If you’re among the many mutual fund investors who just received a semiannual shareholder report, be sure to take a look before you toss it in the recycling.
“There’s a treasure trove of information in these reports,” said certified financial planner Avani Ramnani, director of financial planning and wealth management at Francis Financial. “Some of it is dry and technical, but [investors] can look for things to make sure the fund is doing everything they thought it was doing.”
For starters, just because you keep hearing about how strong the stock market has been since the November election, your fund might not have followed suit.
Most references to the market’s gains are based on the major stock indexes.
For instance, the Standard & Poor’s 500 index, generally considered a broad indication of how U.S. companies are faring, has gained 7.63 percent this year through July 6. The Dow Jones industrial average, which measures the performance of 30 large U.S. sticks, rose 7.88 percent, and the tech-laden Nasdaq Composite Index is up 13.12 percent.
The Barclays Capital Aggregate Bond Index, which focuses on U.S. investment-grade bonds, has posted a 2 percent gain.
But not all stocks and bonds are moving in lockstep. The S&P Retail Select Industry index, for example, was down more than 7 percent through July 3. While that might come as no surprise given the challenges facing the industry, there’s always a chance your fund was overweighted in retail or another poor-performing asset that served as a drag on gains.
So depending on the specific investments, a fund’s performance could vary wildly from that of the broader market. And even though the data in the report is typically a couple of months old, it’s worth checking to see if the fund performed as you expected and to see how it compared to whichever index it uses as a benchmark.
Beyond returns, here are a few other things to check out:
You can typically find this in a chart near the front, after a management discussion and some performance data.
The data shows the dollar cost associated with a hypothetical $1,000 invested in the fund during the six months covered in the report. This number excludes transaction-related expenses like a sales charge when you buy the fund (called a front-end load) or a redemption fee (back-end load). However, it lets you figure out exactly how much the fund is costing you vs. seeing a complicated explanation of fees in a prospectus.
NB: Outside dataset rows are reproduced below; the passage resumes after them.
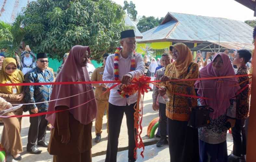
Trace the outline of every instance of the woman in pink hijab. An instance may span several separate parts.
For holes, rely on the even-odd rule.
[[[73,47],[56,82],[89,81],[86,68],[89,55],[89,47]],[[54,86],[51,100],[90,91],[51,102],[48,111],[67,110],[92,100],[75,109],[46,115],[46,119],[54,126],[48,149],[54,156],[54,162],[91,161],[92,127],[97,110],[92,89],[91,84]]]
[[[224,53],[217,53],[200,74],[201,78],[236,75],[228,56]],[[195,83],[196,88],[201,88],[198,91],[199,96],[213,98],[200,100],[201,105],[214,110],[210,114],[210,124],[198,130],[200,162],[227,162],[227,131],[235,124],[236,108],[233,98],[240,88],[232,86],[238,84],[236,78],[202,80],[201,84],[198,80]]]

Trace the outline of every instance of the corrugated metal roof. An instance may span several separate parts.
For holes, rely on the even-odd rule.
[[[124,23],[126,25],[132,26],[135,28],[134,31],[135,32],[135,36],[136,36],[136,38],[140,39],[142,38],[143,35],[139,30],[138,28],[137,28],[137,26],[134,24],[133,22],[131,20],[130,17],[129,17],[126,14],[124,17]]]
[[[218,42],[216,41],[209,41],[216,44],[218,44],[219,43]],[[237,50],[239,50],[245,49],[252,50],[254,49],[253,44],[251,43],[246,43],[237,42],[220,42],[220,45],[230,50],[235,49]]]
[[[220,42],[221,52],[224,52],[226,50],[237,50],[245,49],[252,50],[254,49],[254,46],[252,43],[238,43],[237,42]],[[202,51],[211,52],[214,51],[214,47],[217,51],[218,51],[219,42],[217,41],[208,41],[199,43],[196,46],[192,48],[192,51]]]
[[[0,21],[11,24],[22,9],[30,2],[36,0],[0,0]]]
[[[253,40],[253,28],[239,21],[169,12],[162,24],[143,33],[140,41],[161,39],[218,41],[219,33],[221,41],[250,43]]]

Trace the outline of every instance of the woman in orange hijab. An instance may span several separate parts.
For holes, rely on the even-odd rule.
[[[6,58],[0,71],[0,83],[21,83],[24,81],[22,72],[17,69],[16,60],[13,58]],[[0,97],[11,104],[20,104],[23,103],[24,92],[22,86],[0,87]],[[6,114],[6,116],[21,115],[23,109],[20,109]],[[1,144],[10,153],[15,160],[21,160],[20,154],[23,152],[20,136],[21,118],[1,118],[4,126],[1,139]]]
[[[171,162],[199,161],[198,130],[187,126],[190,113],[188,98],[174,94],[195,95],[195,81],[170,82],[175,79],[198,78],[198,65],[193,62],[191,51],[183,43],[178,43],[170,47],[171,52],[175,61],[166,67],[161,79],[161,88],[159,90],[160,96],[166,94],[169,98],[166,113],[168,118]],[[189,90],[188,92],[187,89]],[[191,103],[192,107],[197,106],[195,98],[191,99]]]

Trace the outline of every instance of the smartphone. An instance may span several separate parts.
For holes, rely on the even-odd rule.
[[[234,53],[234,52],[233,50],[228,50],[228,53]]]

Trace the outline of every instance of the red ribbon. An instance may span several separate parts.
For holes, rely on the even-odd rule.
[[[101,94],[99,96],[99,97],[103,95],[103,94],[107,93],[107,92],[109,91],[110,89],[113,89],[113,88],[115,87],[116,87],[118,86],[119,84],[120,84],[120,83],[117,83],[116,84],[115,84],[114,86],[110,87],[109,89],[104,92],[104,93],[103,93],[102,94]],[[39,113],[37,113],[36,114],[27,114],[27,115],[11,115],[9,116],[0,116],[0,118],[14,118],[14,117],[21,118],[22,117],[34,117],[36,116],[41,116],[41,115],[46,115],[47,114],[53,114],[53,113],[56,113],[57,112],[60,112],[61,111],[67,111],[68,110],[73,109],[75,109],[75,108],[78,108],[80,106],[81,106],[84,105],[85,104],[86,104],[87,103],[89,103],[89,102],[90,102],[94,99],[95,99],[95,98],[92,98],[90,99],[90,100],[89,100],[89,101],[87,101],[84,102],[84,103],[82,103],[82,104],[80,104],[80,105],[77,106],[75,106],[75,107],[73,107],[73,108],[69,109],[66,109],[63,110],[58,110],[57,111],[47,111],[47,112],[40,112]]]
[[[245,75],[236,75],[227,76],[220,76],[218,77],[211,77],[210,78],[201,78],[195,79],[182,79],[175,80],[170,80],[170,82],[181,82],[186,81],[193,81],[196,80],[203,80],[211,79],[223,79],[224,78],[237,78],[248,76],[251,76],[251,74]],[[160,80],[155,80],[147,81],[147,83],[152,83],[160,82]],[[121,81],[90,81],[86,82],[58,82],[48,83],[0,83],[0,87],[9,86],[41,86],[42,85],[59,85],[65,84],[92,84],[99,83],[121,83]]]

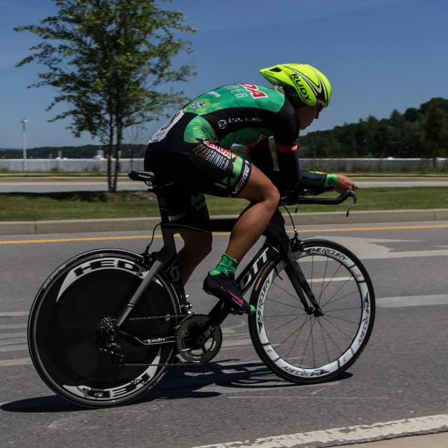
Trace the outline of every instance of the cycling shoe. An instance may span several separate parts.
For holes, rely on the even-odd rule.
[[[205,277],[202,288],[208,294],[214,295],[228,304],[238,314],[253,314],[255,312],[255,307],[250,305],[241,297],[233,274],[209,274]]]

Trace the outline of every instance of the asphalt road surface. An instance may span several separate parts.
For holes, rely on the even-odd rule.
[[[246,318],[230,316],[223,325],[223,346],[212,362],[173,368],[156,390],[137,402],[105,410],[70,404],[43,383],[27,349],[28,312],[41,284],[70,257],[102,247],[141,252],[149,235],[0,237],[0,444],[320,447],[337,444],[326,435],[335,437],[338,431],[356,432],[356,440],[378,437],[379,422],[396,422],[388,424],[395,436],[428,430],[428,421],[440,430],[448,421],[448,221],[351,227],[307,227],[300,234],[349,247],[363,260],[374,284],[373,334],[342,377],[310,386],[280,380],[259,360]],[[227,238],[215,236],[214,252],[187,285],[197,313],[214,304],[202,282]],[[161,242],[157,235],[153,248]],[[332,428],[340,429],[327,430]]]
[[[446,187],[448,186],[447,178],[354,178],[356,185],[362,188],[372,187]],[[55,192],[67,191],[107,191],[107,183],[104,180],[92,180],[90,178],[71,181],[70,180],[46,181],[41,178],[36,181],[15,179],[11,181],[7,178],[0,179],[0,193],[8,192]],[[126,178],[118,181],[120,190],[145,190],[147,187],[142,183],[127,181]]]

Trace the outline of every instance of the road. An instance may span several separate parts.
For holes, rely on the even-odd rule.
[[[444,425],[447,430],[447,230],[448,221],[301,228],[302,237],[330,239],[354,251],[375,288],[372,336],[337,381],[294,386],[279,380],[259,361],[246,319],[231,316],[223,326],[224,345],[214,361],[172,368],[153,392],[109,410],[78,407],[45,386],[27,350],[27,314],[40,285],[69,257],[101,247],[141,251],[148,235],[1,237],[1,446],[316,448],[339,444],[328,435],[337,433],[356,433],[353,440],[359,441],[381,438],[384,426],[379,422],[409,419],[386,425],[395,436],[427,431],[431,425],[435,431]],[[197,313],[206,312],[214,303],[201,285],[227,238],[215,236],[213,253],[187,285]],[[154,248],[161,242],[156,235]],[[332,428],[342,429],[326,430]],[[216,444],[224,443],[228,444]]]
[[[446,187],[448,186],[448,177],[446,178],[354,178],[360,188],[372,187]],[[120,179],[118,181],[118,190],[146,190],[143,183]],[[0,193],[7,192],[51,192],[67,191],[106,191],[107,184],[105,179],[92,179],[92,178],[75,178],[74,179],[46,180],[44,178],[30,179],[14,179],[8,178],[0,179]]]

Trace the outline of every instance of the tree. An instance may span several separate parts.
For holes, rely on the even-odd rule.
[[[438,102],[431,102],[424,122],[421,157],[433,159],[435,167],[436,157],[442,155],[447,144],[447,113]]]
[[[162,10],[155,0],[53,1],[56,15],[15,28],[41,39],[18,66],[36,61],[48,67],[29,87],[55,88],[59,94],[47,110],[59,102],[70,108],[50,121],[71,117],[67,128],[76,136],[87,131],[107,146],[108,189],[115,192],[124,130],[186,101],[183,92],[160,88],[195,74],[188,64],[172,67],[174,57],[191,52],[191,43],[177,34],[195,29],[183,24],[180,11]]]

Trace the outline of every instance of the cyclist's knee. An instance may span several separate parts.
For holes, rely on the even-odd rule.
[[[181,234],[183,239],[183,250],[195,256],[205,258],[211,252],[213,237],[210,232],[184,232]]]

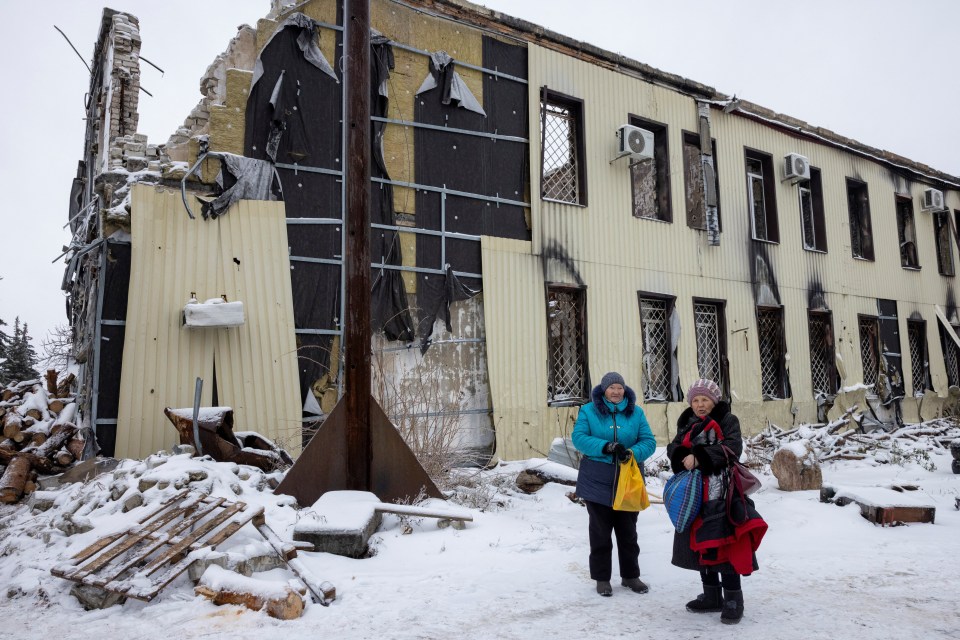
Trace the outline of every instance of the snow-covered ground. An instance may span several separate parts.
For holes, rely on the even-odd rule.
[[[656,455],[662,456],[662,449]],[[308,604],[293,621],[214,606],[194,595],[186,574],[153,602],[128,600],[84,611],[69,594],[72,583],[51,575],[50,568],[147,509],[123,514],[116,506],[88,507],[74,519],[88,518],[92,531],[66,536],[55,528],[71,500],[109,493],[108,474],[63,488],[49,511],[33,513],[25,504],[0,507],[0,637],[955,640],[960,638],[955,508],[960,476],[951,472],[946,450],[931,453],[929,462],[935,470],[913,462],[830,462],[823,475],[824,482],[841,486],[918,485],[913,495],[936,506],[936,524],[880,527],[862,518],[855,504],[823,504],[815,491],[783,492],[776,479],[761,475],[764,487],[754,498],[770,529],[758,552],[760,571],[743,581],[745,615],[735,627],[720,624],[719,614],[685,611],[684,603],[698,593],[698,577],[670,564],[673,531],[658,504],[642,512],[638,524],[641,577],[650,592],[633,594],[615,575],[614,597],[599,597],[587,568],[586,510],[565,496],[570,487],[548,483],[526,495],[513,482],[525,467],[546,466],[575,477],[545,460],[501,464],[483,472],[481,482],[476,475],[466,478],[464,485],[475,485],[474,504],[485,508],[471,509],[474,521],[464,530],[440,529],[432,518],[385,515],[371,538],[372,557],[301,553],[318,578],[336,586],[338,597],[329,607]],[[142,472],[137,465],[143,463],[125,461],[122,468]],[[258,491],[262,476],[256,470],[244,468],[238,476],[235,466],[179,457],[148,473],[162,479],[197,467],[208,473],[207,490],[263,505],[268,524],[289,539],[298,512],[289,499]],[[649,486],[659,493],[662,480],[653,478]],[[156,500],[162,493],[154,488],[144,495]],[[410,530],[405,525],[412,531],[405,533]],[[248,525],[222,549],[263,545]],[[273,569],[255,576],[285,582],[293,574]]]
Say the chart shows that a $1,000 investment paid $1.15 in expenses during the six months covered. If you have $100,000 invested, it cost you one hundred times that amount or $115. Also, semiannual reports are required to include the cost of a hypothetical $1,000 invested at a return rate of 5 percent. This information lets you more easily compare different funds’ costs.
Meanhwile, funds so-called expense ratios can range from less than 0.10 percent of assets (i.e., index funds and exchange-traded funds) to as much as 2 percent or more for specialized actively managed funds.
Just remember that the costs deducted from your investment reduce your overall returns. If you pay 1 percent annually, for example, your account balance after holding it for 20 years is reduced by 18 percent.
“Make sure the cost is palatable to you,” Ramnani said.
You’ll find a table (usually near the front of the report) that includes a breakdown of the fund’s investments by category (i.e., industry sector, geographical region, etc.).
Look at this to make sure there are no surprises. For example, if you think you’re in an international fund and see a lot of emerging-market stocks, the fund might be riskier than you thought. Or, in a bond fund, where credit quality differs among types of bonds, you could discover that junk bonds comprise an uncomfortable amount of the fund’s holdings.
These things matter not only as a measure of your risk exposure, but also because they are tied to performance. If your fund held too many poor performers or investments you thought were off the table, the fund’s results can differ from expectations. “You want to make sure the fund’s management is investing as you thought they were,” Ramnani said.
While the mid-year reports are not required to include their top 50 holdings, some funds will include it (or a partial list). It’s worth checking this information for surprises as well.
Although semiannual reports are not required to include this, many funds provide one. This gives you the chance to peek into the thinking of the people running the fund. The discussion might explain factors that contributed to the fund’s performance.
It also could include an outlook, which is where you can get a feel for management’s expectations going forward.
“You can get a sense for if they’re nervous or feeling positive,” Ramnani said. That, in turn, could affect how you feel about remaining in the fund, depending on how it meshes with your other investments and goals.
Semiannual reports are required to include information related to the people in charge of the fund. Beyond compensation — which varies among funds — you can look to see if there’s been a change in management. While not necessarily a bad thing, it’s worth noting.
Ramnani said that when her firm is choosing funds, they look for investment teams who’ve been running the portfolio for at least three years.
“A new team of managers haven’t proven their performance yet,” Ramnani said.